Pourquoi est-il important de protéger les sols ?

Author(s): агроном Роман Рачков, Българска асоциация по биологична растителна защита
Date: 05.12.2024      848

La dégradation des sols met en péril leur fertilité et la production alimentaire.

Points clés :

– Les sols sains sont le fondement de la vie, de la stabilité des écosystèmes et d'une atténuation efficace du changement climatique.

– Les sols stockent environ deux fois plus de carbone que l'atmosphère, ce qui en fait un tampon naturel clé. Cependant, les pratiques agricoles non durables entraînent la libération de ce carbone et intensifient le changement climatique.

– Des pratiques durables telles que l'agriculture régénérative, la rotation optimale des cultures et les technologies économes en énergie sont essentielles pour préserver la santé des sols.

– L'absence de stratégie ciblée et de politique publique pour la protection des sols en Bulgarie reste un problème sérieux qui nécessite une action urgente.

Jusqu'à présent, les sols ont rarement été considérés comme un facteur significatif influençant le climat. Cependant, ils évoluent avec le temps et les terres sur lesquelles les agriculteurs travailleront dans 10 ou 16 ans seront substantiellement différentes de celles d'aujourd'hui.

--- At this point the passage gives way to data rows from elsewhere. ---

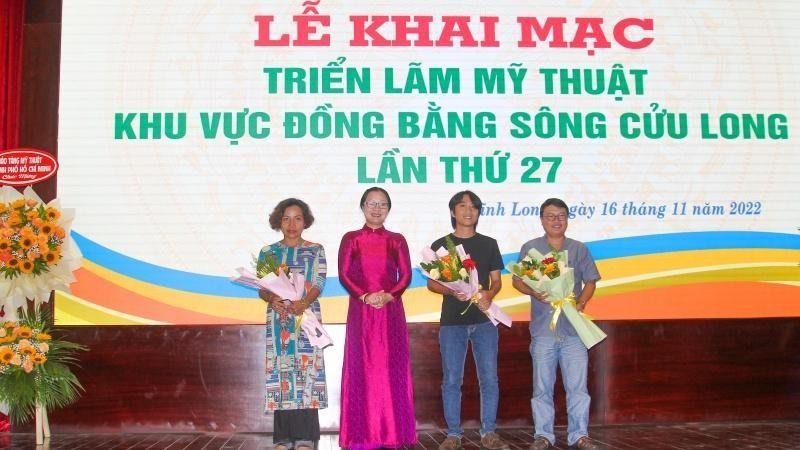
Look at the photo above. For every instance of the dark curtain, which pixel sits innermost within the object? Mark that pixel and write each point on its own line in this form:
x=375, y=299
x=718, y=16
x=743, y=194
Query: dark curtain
x=12, y=18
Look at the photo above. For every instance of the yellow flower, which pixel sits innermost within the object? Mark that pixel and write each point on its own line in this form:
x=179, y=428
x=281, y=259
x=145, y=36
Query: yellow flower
x=47, y=228
x=43, y=337
x=6, y=354
x=27, y=242
x=26, y=266
x=29, y=350
x=59, y=233
x=52, y=214
x=51, y=257
x=13, y=220
x=22, y=332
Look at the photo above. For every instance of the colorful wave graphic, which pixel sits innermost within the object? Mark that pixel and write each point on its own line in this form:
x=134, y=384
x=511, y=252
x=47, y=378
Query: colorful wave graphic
x=720, y=274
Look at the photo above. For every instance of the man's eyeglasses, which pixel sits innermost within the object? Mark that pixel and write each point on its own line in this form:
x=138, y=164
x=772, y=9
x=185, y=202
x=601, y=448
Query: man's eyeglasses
x=554, y=217
x=377, y=205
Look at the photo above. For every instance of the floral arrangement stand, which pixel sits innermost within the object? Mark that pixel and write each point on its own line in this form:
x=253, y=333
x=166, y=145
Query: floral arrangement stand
x=35, y=374
x=37, y=256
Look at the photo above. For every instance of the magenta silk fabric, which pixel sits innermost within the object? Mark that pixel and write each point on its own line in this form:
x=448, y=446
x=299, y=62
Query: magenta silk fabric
x=377, y=395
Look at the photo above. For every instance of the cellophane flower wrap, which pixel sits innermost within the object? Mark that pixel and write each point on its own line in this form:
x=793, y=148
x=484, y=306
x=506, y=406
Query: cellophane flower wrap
x=37, y=254
x=34, y=367
x=550, y=274
x=453, y=268
x=279, y=280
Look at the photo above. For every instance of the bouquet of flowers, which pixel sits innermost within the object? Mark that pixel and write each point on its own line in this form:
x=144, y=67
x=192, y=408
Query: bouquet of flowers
x=34, y=368
x=549, y=274
x=278, y=279
x=37, y=254
x=452, y=267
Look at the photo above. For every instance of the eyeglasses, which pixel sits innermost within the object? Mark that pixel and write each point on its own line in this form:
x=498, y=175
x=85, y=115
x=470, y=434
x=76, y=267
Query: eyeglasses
x=553, y=217
x=377, y=205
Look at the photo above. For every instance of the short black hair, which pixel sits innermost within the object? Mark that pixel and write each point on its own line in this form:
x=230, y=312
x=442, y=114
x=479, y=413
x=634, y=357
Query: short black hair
x=276, y=215
x=456, y=199
x=552, y=202
x=375, y=189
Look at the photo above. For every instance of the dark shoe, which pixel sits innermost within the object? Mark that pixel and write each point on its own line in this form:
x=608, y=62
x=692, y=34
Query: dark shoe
x=541, y=443
x=304, y=445
x=492, y=441
x=451, y=443
x=584, y=444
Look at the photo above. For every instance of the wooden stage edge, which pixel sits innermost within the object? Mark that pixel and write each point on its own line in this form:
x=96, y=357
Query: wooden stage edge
x=210, y=378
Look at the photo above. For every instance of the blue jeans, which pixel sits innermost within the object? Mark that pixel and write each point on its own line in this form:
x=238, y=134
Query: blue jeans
x=570, y=353
x=453, y=340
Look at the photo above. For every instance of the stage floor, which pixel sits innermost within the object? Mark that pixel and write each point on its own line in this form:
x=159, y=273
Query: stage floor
x=747, y=435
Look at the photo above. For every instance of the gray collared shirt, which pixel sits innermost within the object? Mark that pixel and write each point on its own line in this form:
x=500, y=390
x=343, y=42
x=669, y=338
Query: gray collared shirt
x=585, y=270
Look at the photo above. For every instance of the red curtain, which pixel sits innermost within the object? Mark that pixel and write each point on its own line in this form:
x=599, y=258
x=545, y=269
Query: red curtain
x=12, y=18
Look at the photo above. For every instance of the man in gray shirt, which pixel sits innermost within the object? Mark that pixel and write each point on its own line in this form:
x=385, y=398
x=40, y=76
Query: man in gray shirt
x=561, y=346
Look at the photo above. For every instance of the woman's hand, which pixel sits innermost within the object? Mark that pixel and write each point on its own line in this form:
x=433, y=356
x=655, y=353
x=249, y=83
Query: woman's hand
x=298, y=308
x=483, y=300
x=541, y=296
x=460, y=295
x=378, y=299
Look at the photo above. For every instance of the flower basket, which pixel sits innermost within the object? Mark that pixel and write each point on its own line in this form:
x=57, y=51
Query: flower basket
x=37, y=254
x=35, y=374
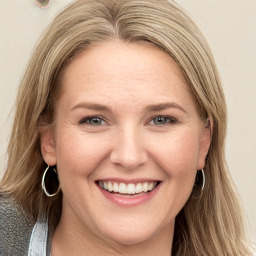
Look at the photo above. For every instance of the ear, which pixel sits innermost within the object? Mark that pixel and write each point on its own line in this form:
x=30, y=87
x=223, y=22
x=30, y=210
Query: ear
x=47, y=145
x=205, y=142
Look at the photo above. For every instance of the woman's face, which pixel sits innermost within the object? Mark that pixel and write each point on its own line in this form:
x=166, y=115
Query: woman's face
x=127, y=142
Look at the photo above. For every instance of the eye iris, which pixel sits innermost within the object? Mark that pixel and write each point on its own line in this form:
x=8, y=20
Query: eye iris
x=160, y=120
x=95, y=121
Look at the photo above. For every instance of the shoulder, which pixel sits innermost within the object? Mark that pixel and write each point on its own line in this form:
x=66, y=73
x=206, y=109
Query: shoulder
x=15, y=228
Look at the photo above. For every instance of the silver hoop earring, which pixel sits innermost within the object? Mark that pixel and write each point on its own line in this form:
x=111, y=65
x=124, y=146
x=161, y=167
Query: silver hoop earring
x=50, y=178
x=200, y=179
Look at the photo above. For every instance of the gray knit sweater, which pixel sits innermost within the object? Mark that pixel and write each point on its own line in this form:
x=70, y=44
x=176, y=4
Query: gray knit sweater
x=15, y=229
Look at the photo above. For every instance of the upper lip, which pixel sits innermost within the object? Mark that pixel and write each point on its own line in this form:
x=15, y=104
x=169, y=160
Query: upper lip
x=128, y=181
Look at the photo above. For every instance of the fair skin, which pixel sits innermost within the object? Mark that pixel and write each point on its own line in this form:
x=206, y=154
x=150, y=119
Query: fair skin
x=124, y=117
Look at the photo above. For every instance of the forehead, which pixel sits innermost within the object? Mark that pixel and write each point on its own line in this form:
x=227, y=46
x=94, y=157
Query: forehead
x=120, y=71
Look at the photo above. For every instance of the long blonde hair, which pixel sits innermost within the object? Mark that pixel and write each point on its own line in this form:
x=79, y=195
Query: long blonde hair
x=211, y=224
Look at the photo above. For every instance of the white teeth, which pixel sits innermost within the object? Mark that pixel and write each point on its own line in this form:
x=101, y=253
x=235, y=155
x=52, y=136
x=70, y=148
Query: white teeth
x=145, y=187
x=139, y=188
x=130, y=188
x=115, y=187
x=122, y=188
x=110, y=189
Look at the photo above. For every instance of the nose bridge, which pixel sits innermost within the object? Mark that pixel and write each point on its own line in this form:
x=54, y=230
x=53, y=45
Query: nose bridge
x=129, y=151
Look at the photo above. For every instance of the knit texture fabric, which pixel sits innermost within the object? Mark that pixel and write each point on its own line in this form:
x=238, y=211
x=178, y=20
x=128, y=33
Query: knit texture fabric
x=15, y=229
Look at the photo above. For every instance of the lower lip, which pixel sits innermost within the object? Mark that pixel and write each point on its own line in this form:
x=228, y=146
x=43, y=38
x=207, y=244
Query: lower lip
x=129, y=200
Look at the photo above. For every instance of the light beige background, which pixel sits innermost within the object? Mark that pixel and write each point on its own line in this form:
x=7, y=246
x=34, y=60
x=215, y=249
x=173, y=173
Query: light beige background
x=229, y=26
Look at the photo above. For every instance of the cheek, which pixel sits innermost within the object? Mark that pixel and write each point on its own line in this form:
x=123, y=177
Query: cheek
x=177, y=154
x=79, y=155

Le sol est le foyer principal et le mécanisme de soutien des plantes, ce qui le rend irremplaçable pour l'agriculture. Son appauvrissement représente non seulement une menace sérieuse pour le climat, mais peut aussi entraîner de graves conséquences pour l'agriculture et, de là, pour nos vies et notre bien-être.

Pourquoi les sols sont-ils importants pour l'atténuation du changement climatique ?

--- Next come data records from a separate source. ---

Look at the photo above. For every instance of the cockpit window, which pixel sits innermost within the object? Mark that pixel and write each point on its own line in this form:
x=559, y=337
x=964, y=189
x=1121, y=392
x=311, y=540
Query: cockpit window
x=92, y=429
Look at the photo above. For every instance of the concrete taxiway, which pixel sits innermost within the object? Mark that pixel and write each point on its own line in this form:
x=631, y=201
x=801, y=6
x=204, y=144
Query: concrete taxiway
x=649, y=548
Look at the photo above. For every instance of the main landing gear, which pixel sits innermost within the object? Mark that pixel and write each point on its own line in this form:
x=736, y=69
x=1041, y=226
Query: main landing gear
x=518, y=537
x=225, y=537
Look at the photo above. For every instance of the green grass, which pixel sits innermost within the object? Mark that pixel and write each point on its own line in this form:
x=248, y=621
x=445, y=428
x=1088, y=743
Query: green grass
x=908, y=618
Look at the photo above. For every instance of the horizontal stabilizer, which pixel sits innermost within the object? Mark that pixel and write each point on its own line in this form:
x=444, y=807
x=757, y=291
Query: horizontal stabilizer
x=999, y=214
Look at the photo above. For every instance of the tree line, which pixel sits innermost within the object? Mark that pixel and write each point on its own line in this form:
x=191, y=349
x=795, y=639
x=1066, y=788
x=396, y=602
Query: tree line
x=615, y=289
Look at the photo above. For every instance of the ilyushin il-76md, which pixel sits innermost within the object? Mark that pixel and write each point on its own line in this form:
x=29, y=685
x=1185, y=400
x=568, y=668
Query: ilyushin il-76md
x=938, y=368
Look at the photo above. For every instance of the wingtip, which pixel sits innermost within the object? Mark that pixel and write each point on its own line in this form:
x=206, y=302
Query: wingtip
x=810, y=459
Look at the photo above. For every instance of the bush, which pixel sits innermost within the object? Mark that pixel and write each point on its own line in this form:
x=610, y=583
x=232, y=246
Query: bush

Le changement climatique représente une menace sérieuse pour la sécurité alimentaire mondiale. Le secteur agricole est le plus vulnérable aux conditions météorologiques et à leur variabilité.

carbone

Figure 1 : Carbone accumulé par les écosystèmes, en millions de km2 et milliards de tonnes. Source : Atlas des Sols, Za Zemiata, 2020.

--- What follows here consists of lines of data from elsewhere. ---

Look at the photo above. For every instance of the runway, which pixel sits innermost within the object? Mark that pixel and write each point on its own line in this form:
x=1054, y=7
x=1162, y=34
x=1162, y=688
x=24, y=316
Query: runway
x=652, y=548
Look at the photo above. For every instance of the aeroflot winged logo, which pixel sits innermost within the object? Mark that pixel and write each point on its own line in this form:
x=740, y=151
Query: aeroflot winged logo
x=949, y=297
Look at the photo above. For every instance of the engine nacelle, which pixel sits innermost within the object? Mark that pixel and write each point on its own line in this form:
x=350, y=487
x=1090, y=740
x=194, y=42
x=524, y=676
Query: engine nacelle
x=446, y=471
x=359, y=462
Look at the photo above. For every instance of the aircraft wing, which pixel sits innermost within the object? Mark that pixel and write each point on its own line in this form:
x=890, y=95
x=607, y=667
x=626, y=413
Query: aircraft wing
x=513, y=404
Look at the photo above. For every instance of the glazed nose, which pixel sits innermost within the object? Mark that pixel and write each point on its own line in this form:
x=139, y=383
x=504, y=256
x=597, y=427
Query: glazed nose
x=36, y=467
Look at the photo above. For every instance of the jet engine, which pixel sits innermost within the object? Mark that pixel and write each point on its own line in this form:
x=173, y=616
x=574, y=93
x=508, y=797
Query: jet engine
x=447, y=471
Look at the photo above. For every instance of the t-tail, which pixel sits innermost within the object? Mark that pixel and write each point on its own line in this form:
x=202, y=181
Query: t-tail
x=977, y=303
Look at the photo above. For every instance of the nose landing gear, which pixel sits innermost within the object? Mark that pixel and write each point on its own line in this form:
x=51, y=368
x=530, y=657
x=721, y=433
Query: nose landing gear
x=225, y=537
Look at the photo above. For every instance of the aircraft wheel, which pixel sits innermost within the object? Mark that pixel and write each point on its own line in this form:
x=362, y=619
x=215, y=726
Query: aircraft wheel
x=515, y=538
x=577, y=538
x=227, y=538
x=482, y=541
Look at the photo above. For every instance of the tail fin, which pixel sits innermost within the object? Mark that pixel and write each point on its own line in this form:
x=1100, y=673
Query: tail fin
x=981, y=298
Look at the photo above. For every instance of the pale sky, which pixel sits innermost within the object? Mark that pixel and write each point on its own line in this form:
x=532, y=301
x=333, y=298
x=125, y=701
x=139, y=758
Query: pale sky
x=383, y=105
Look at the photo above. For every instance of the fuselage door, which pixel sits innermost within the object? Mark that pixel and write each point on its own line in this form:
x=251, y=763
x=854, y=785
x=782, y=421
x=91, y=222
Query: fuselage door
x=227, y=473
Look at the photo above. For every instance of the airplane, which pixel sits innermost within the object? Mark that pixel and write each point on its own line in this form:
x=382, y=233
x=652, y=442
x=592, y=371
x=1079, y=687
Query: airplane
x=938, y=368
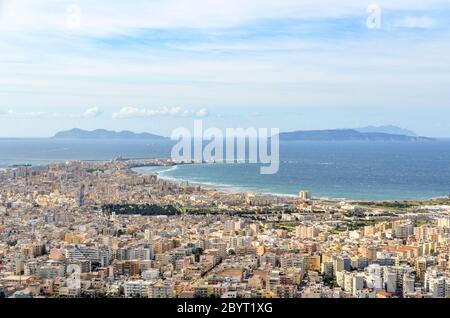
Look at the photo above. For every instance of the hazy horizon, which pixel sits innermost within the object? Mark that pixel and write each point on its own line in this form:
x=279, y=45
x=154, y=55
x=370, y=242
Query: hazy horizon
x=157, y=65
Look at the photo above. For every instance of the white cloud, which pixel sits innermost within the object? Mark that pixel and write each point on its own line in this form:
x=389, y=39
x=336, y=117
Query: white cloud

Les sols sont un réservoir naturel pour le carbone, réduisant ainsi les émissions de gaz à effet de serre dans l'atmosphère. Ils contiennent environ deux fois plus de carbone que l'atmosphère, et si l'on inclut les formes de carbone inorganique (CO2 libre), cet indicateur passe à trois fois plus. Cette capacité du sol en fait un tampon naturel important contre le changement climatique.

D'autre part, l'agriculture contribue de manière significative aux tendances climatiques négatives par l'émission de gaz à effet de serre. Une gestion non durable des sols et des pratiques agricoles inappropriées entraînent la libération du carbone stocké dans le sol dans l'atmosphère sous forme de dioxyde de carbone, ce qui intensifie le changement climatique.

Quels sont les défis actuels pour la santé des sols ?

Les sols sont exposés à des menaces sérieuses qui compromettent leur résilience et leur capacité à soutenir les écosystèmes.

sol

Photo 1 : Sol dégradé par l'érosion. Source : Wikimedia

L'un des principaux défis est le changement d'affectation des terres – la conversion des forêts et des prairies en terres arables ou en nouveaux pâturages, ce qui entraîne une perte significative des stocks de carbone du sol. À l'échelle mondiale, environ 10 % des émissions totales de gaz à effet de serre proviennent précisément de cela. En Europe, la plus grande libération de dioxyde de carbone par le sol est observée en lien avec les changements d'affectation des terres, sachant que les sols européens absorbent actuellement jusqu'à 100 millions de tonnes de carbone par an.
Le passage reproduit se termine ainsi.